A Rose a Day No. 27
This is photo take yesterday by Eungbok, my partner, of me and the most common species rose in these parts, Rosa multiflora. It was taken while on a walk on an oak covered hillside near where we live. An important species rose in China, Korea, and Japan, it is similar to the Dog Rose, but with white five petalled flowers rather than pink, and large yellow stamens. The petals are serrated and often heart shaped, and the fragrance very delicate, and when the plant is mature, they come in very profuse clusters or panicles on long, arching canes.
This is the specimen in our garden:
Sometimes, as the petals age, they are tinged with pale pink:
As you can see from the photo of me and Multiflora, it bears a lot or round red hips - the fruit of the rose – in autumn.
A few years ago, I uprooted a specimen of Rosa multiflora from nearby, where it was growing bordering a road, and planted it in our garden. In Korea this rose is commonly called ‘Jjillekkot’ – ‘Mountain Rose’. There is a popular song by Jang Sa-Ik about it. Here is a translation of the first verse:
White flower, Mountain Rose,
Simple flower, Mountain Rose.
Sad like a star, Mountain Rose,
Doleful like the moon, Mountain Rose.
Since hearing this song, I can but see the Multiflora in our garden as sad, an impression that the sparseness, thinness, and the arching trajectory of the canes tends to encourage. We made the mistake of pruning it back a couple of years ago, and it protested by barely blossoming last year. This year, however, it put on a very multifloriferous show. It has also multiplied, and there are now five more Rosa multiflora plants growing in our garden!

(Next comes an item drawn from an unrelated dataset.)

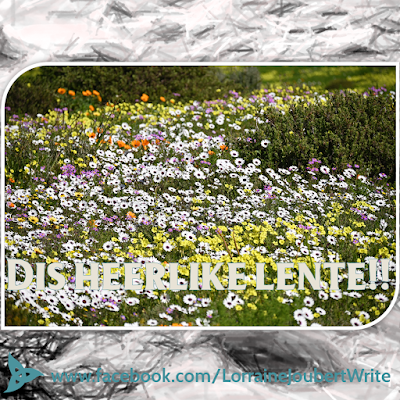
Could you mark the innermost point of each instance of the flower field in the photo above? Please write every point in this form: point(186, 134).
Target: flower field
point(189, 183)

Rosa Multiflora is also popular rootstock, especially in colder climates. Early on in my life as a rose gardener I was surprised to find in my garden in France buds growing on some cane whose wood and leaves looked different, and whose blossoms then turned out to be quite different from the rest of the rose. I learned that this was the suckers of the rootstock sprouting from below a portion of the stem and root system onto which a bud eye had been grafted. If you don’t cut these back, they may very well take over, reverting the rose to the rootstock, such as Rosa laxa, ‘Dr. Huey’, or Rosa multiflora. Furthermore, one can uproot a rose and replant it, and then find its rose’s rootstock suckers pushing their way through where the now re-relocated rose once grew. As a result, I have a vigorous Rosa multiflora growing in my French garden, just like the one I transplanted from the nearby hillside in South Korea.